The personal care surfactant industry has manufactured sorbitan esters for decades with volumes of approximately 20,000 tones/year [111, 112]. This non-ionic surfactant is typically synthesized via direct esterification of sorbitol with fatty acids and an alkaline catalyst. This mechanism often yields a mixture of mono-, di- or trisorbitan esters with a HLB range of 1–8, making them suitable water-in-oil emulsifiers [10, 111]. They can also be used as co-emulsifiers with high HLB surfactants in oil-in-water preparations. Sorbitan stearate and sorbitan isosterate are recorded as most used in personal care, functioning mainly in creams and lotions, often for users with sensitive skin [113].

Polyglycerol esters

Glycerol is one of the main byproducts in oleochemistry, however, is not capable of acting as the hydrophile in a bio-based surfactant. It is therefore polymerized in the presence of a base catalyst to form a polyglycerol. This head group then undergoes esterification to synthesize a polyglycerol ester surfactant [10]. These molecules are favored in many industries due to their multifunctionality, mild nature, biodegradability and biocompatibility. Polyglycerol esters vary in composition depending on the method of manufacture. Only recently have manufactures manage to achieve high purity products, making this non-ionic surfactant suitable for food and personal care preparations [10, 114]. These ingredients function mainly as emulsifiers, but may also be used as dispersants, solubilizers, viscosity modifiers, emollients and conditioners in cosmetics [114, 115].

Fatty acid glucamides

When the reductive amination of glucose occurs with methyl amine, N-methyl glucamine is formed. Subsequently, this intermediate is reacted with a fatty acid methyl ester to form fatty acid glucamides. Although not wholly bio-based like the beforementioned surfactants, this sugar derived molecule is extremely mild, compatible with other surfactants and has a low irritancy profile [10]. Alkyl glucamides have historically been used in home care (i.e. detergents), but these characteristics have prompted their commercialization as personal care surfactants in recent years [111]. One major disadvantage that formulators must be cognizant of however, is their affinity to calcium ions. As a result, a sequestering agent must always be used to avoid precipitation of this surfactant once in formula.

Conclusion

This review confirms the applicability of renewable feedstock, biodegradability, catalysis, atom economy and safe chemical design green chemistry principles to the traditional production of APGs and SEs. In doing so, support is given for the use of bio-based surfactants as greener alternatives to conventional surfactants in industry.

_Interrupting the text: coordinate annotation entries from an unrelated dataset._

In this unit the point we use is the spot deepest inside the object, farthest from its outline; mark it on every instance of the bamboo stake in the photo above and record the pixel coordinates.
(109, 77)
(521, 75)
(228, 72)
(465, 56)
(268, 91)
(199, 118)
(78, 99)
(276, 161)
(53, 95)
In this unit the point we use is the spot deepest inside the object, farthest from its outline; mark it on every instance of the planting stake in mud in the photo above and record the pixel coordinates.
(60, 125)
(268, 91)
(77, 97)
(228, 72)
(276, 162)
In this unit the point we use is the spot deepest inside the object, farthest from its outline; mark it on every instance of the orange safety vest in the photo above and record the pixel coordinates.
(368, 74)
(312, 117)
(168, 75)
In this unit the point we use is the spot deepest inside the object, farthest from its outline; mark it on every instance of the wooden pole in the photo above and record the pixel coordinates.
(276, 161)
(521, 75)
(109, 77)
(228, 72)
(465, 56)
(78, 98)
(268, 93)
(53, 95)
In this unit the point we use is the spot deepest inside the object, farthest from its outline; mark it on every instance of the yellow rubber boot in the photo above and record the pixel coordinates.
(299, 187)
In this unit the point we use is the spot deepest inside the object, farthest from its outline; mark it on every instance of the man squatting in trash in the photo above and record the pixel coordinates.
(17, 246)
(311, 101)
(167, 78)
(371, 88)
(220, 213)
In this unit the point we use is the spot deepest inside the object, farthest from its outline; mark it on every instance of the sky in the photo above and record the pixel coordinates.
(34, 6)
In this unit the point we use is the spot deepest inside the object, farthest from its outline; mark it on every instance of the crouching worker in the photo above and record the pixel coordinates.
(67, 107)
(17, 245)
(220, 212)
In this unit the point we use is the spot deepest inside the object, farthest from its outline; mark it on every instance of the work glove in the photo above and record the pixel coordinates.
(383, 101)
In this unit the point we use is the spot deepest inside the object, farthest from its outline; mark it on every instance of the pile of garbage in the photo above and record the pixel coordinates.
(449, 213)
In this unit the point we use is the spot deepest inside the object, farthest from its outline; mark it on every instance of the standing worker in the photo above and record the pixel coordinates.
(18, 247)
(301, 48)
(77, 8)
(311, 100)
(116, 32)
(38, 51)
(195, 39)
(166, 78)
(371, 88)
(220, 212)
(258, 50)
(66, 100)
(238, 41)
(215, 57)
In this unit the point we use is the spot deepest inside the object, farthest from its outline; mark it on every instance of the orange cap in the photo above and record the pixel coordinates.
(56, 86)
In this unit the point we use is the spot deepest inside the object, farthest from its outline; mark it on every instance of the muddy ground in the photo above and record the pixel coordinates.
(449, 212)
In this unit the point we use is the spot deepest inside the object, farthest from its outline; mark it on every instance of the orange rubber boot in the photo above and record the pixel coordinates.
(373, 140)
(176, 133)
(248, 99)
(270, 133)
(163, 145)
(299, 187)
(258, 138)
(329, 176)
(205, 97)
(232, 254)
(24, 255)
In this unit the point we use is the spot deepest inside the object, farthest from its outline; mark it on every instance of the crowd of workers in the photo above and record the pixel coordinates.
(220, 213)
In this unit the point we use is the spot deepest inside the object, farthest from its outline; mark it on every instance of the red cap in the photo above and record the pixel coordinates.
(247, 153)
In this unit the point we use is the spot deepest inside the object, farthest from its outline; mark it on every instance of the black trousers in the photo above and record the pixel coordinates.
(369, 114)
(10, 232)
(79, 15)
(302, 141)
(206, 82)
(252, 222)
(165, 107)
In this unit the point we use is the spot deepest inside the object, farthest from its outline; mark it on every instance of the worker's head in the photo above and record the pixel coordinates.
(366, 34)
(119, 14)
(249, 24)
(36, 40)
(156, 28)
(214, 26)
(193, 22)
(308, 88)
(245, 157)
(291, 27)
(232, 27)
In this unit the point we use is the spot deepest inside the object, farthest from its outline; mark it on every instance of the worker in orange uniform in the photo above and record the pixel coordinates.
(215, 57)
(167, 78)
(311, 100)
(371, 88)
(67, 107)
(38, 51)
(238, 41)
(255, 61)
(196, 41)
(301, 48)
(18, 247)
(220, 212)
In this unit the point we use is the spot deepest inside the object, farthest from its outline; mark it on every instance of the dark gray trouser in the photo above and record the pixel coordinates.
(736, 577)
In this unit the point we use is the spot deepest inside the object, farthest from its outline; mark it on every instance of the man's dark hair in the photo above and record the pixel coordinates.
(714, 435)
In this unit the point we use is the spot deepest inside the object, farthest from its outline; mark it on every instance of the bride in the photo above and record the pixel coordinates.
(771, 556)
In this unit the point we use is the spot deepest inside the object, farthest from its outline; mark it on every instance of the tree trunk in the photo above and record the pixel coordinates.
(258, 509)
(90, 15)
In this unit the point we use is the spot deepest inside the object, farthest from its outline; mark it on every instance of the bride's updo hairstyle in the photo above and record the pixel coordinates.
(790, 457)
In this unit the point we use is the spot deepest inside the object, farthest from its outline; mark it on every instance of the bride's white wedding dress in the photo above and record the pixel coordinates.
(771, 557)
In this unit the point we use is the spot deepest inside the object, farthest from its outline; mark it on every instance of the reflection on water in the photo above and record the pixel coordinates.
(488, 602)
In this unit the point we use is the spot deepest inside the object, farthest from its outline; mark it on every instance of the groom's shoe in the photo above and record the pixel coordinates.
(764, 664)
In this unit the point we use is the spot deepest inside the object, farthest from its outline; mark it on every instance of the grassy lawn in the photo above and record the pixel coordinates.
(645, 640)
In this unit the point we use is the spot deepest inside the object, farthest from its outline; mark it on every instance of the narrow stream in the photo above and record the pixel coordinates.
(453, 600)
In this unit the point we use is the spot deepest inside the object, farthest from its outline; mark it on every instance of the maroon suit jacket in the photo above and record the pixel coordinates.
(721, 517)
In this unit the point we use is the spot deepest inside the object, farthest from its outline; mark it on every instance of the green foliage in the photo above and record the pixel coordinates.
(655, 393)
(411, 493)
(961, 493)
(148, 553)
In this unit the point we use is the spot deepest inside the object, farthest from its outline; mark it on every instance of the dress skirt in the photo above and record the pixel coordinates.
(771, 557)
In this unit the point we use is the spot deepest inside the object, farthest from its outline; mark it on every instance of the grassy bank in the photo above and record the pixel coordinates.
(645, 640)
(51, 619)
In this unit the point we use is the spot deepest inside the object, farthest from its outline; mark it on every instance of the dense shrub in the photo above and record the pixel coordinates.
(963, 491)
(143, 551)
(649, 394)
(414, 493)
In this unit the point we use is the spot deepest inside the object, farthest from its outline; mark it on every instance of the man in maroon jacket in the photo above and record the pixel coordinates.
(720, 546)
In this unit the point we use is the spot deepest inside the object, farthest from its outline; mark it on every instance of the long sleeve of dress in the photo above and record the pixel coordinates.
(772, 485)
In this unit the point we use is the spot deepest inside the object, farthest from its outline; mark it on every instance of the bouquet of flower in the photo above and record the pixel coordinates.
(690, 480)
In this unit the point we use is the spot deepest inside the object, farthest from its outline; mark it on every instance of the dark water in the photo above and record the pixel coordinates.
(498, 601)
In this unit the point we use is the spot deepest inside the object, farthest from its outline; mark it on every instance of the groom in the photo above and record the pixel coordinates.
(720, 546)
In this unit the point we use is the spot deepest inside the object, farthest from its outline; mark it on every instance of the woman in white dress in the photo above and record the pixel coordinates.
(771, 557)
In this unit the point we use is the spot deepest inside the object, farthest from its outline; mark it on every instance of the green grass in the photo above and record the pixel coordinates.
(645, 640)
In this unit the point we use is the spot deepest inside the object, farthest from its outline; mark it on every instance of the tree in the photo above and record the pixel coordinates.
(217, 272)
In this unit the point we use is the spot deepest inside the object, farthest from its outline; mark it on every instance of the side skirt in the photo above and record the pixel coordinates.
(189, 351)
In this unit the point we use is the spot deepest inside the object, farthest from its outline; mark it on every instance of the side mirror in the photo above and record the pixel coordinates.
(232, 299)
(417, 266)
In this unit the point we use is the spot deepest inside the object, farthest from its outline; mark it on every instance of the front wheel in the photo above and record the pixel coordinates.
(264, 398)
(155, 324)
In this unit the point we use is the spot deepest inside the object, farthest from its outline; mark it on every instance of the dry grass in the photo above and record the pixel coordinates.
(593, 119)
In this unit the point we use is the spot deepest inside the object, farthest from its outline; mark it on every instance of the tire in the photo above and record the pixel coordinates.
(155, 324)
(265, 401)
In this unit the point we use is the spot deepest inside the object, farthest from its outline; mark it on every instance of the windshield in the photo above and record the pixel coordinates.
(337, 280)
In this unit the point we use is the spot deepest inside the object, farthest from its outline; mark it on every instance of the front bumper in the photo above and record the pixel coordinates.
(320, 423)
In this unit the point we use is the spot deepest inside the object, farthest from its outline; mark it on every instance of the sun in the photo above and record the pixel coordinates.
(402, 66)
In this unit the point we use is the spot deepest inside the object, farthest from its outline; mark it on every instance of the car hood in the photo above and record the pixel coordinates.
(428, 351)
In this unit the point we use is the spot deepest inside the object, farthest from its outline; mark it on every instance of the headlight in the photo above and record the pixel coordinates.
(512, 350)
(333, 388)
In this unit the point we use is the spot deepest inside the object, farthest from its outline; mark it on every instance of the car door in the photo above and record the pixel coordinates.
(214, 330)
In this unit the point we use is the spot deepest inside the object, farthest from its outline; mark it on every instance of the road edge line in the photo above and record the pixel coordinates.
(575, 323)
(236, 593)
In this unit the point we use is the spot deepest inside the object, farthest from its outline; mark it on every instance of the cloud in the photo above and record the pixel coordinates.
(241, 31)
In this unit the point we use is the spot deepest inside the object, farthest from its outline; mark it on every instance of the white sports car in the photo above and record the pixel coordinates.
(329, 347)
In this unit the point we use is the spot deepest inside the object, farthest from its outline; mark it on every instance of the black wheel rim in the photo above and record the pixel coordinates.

The remaining green chemistry principles have yet to be scaled-up, are not adhered to, or have been excluded from the discussion of current practices. It is, however, possible that the principles of green chemistry are utilized in their entirety commercially and have been excluded from literature. To implement or to improve the use of the principles in the commercialization of APGs and SEs, and encourage the use of bio-based surfactants, industry must commit to a greater focus on the development of sustainable and innovative systems, business practices and technology.